Romeo Castellucci destroyed whatever boundaries I still believed in. His stage pictures were apocalyptic and devotional at once. Castellucci doesn’t make theater; he makes visions. Religious visions for a godless century. I walked out of his all three of his shows shaking, unsure if I’d seen art or had a stroke.
And Marina Abramović. Fuck. The high priestess of making you uncomfortable. Her piece didn’t “perform” anything…it demanded something from you, some kind of ethical attention that felt invasive and absolutely necessary. She made staring feel like being interrogated by a deity you didn’t believe in but suddenly feared. It was the first time I understood that endurance wasn’t spectacle…it was communion.
After those encounters, even Fabre’s sweat rituals made sense. Not logical sense, but bodily sense. These artists weren’t offering meaning. They were offering thresholds. Portals to something you couldn’t name but recognized.
Between shows I’d post up at a café, slam espressos, listen to theater kids argue about Artaud in French like they could resurrect him through cigarette smoke and sheer pretension. The Palais des Papes loomed over everything, this monument to medieval corruption turned into a stage for avant-garde heresy. The irony was obscene and perfect.
The Off festival added its own insanity: fifteen hundred shows crammed into every doorway, attic, and alleyway. Actors pushed flyers with manic, end-times smiles. Street performers colonized every plaza. Every stone wall was a potential stage. It was overwhelming, occasionally unbearable, but relentlessly, defiantly alive.
Late nights ended at this wine bar near the Place de l’Horloge, packed with actors, directors, clowns (the non creepy type), and true believers. The owner would pull out dusty bottles from his personal stash. Gigondas, Vacqueyras… Wines that tasted like secrets whispered directly into your bloodstream. We’d drink, smoke, argue, confess things we’d regret, contradict ourselves, then stumble back to that floor we’d claimed as home.
The theater itself? Unrelenting. Exhausting. Sometimes transcendent.
Sometimes absolute garbage. Usually both at once.

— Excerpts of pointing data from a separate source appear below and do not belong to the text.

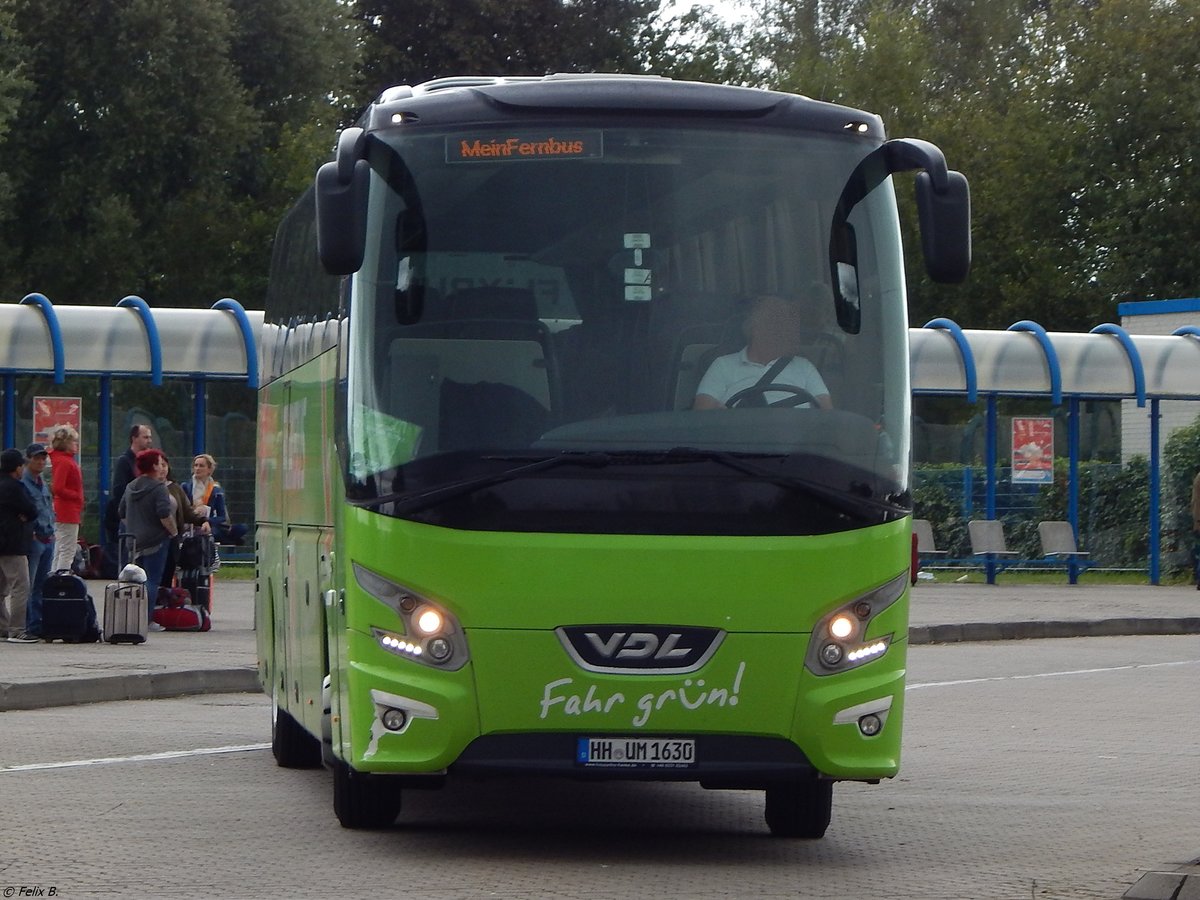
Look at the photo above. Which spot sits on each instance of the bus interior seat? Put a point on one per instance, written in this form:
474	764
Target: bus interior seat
703	343
678	321
430	377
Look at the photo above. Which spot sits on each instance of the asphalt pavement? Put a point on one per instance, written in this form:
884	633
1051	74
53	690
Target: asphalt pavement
945	611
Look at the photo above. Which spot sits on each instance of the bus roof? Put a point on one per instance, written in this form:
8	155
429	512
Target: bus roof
483	99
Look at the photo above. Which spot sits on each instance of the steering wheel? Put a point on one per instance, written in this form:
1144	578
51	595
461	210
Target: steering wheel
798	395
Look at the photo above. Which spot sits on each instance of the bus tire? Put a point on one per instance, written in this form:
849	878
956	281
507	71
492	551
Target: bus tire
364	801
799	809
293	747
327	723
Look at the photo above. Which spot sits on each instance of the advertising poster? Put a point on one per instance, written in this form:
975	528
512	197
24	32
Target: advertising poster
51	413
1033	450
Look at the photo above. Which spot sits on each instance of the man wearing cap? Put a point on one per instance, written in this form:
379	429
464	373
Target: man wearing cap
17	515
41	546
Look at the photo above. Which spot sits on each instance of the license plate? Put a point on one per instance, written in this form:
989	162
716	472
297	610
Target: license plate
636	753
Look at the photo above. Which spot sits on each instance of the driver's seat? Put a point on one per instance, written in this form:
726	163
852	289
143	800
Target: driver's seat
819	348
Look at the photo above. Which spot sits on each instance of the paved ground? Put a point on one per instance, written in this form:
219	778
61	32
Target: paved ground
223	660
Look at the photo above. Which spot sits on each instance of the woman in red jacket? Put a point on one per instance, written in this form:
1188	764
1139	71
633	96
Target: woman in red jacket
66	485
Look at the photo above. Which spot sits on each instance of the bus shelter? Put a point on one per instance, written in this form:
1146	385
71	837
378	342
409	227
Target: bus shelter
223	342
130	340
1025	360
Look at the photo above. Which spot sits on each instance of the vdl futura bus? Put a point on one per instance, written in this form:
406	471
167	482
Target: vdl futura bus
496	534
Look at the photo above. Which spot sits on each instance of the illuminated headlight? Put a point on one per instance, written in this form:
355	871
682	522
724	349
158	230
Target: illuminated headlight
832	654
838	640
429	621
394	719
429	634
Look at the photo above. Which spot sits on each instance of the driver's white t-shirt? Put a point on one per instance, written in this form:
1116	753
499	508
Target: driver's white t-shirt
733	372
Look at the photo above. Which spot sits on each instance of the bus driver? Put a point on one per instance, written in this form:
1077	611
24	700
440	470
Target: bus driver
774	331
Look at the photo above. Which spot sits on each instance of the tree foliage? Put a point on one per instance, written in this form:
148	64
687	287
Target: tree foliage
142	155
413	41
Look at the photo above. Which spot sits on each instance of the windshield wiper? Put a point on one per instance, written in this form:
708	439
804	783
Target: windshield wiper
415	502
859	505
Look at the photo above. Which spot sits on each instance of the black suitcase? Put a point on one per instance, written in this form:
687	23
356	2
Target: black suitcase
197	555
67	610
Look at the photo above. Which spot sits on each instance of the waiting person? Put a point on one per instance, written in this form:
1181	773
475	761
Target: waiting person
124	472
774	331
186	517
41	544
66	486
147	514
17	515
204	491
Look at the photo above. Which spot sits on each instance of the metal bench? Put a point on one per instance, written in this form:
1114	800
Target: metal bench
927	547
1059	545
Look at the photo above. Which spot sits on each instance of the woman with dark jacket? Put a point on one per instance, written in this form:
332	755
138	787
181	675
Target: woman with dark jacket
149	515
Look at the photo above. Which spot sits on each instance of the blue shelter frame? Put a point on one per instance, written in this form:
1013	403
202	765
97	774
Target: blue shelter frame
126	341
1025	360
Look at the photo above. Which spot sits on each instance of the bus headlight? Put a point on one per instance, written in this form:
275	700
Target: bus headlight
430	634
838	640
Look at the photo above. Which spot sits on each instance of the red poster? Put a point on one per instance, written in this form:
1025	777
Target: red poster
1033	450
51	413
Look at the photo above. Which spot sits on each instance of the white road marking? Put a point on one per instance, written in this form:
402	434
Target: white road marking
138	757
1050	675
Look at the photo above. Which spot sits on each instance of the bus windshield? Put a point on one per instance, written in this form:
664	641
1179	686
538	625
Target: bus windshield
628	327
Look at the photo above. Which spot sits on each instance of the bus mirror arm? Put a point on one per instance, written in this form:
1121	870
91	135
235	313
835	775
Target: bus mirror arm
341	192
943	208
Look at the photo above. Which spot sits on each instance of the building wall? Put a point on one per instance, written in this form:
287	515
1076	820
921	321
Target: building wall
1155	317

But somewhere between Nadj’s carved bodies, Castellucci’s annihilating images, Abramović’s charged stillness, Fabre’s sweat-slick provocations, and that green pool full of half-baked theories and beautiful people arguing about nothing and everything, somewhere in all that chaos, I understood something my graduate seminars and years touring with Mabou Mines had prepared me for but never quite named:
Performance isn’t about clarity. It’s about bodies insisting, against heat, exhaustion, self-doubt, and the sheer absurdity of it all, that meaning still flickers somewhere between the gesture and the witness. That the attempt still matters, even when it fails.
Especially when it fails.
When July finally ended and everyone scattered back to their regular lives, I was sunburned, broke, possibly damaged, and certain of only this:
Art doesn’t exist to explain the world.
Art exists because bodies refuse to shut the fuck up, even when drowning in images, noise, and the general soul-crushing machinery of modern life.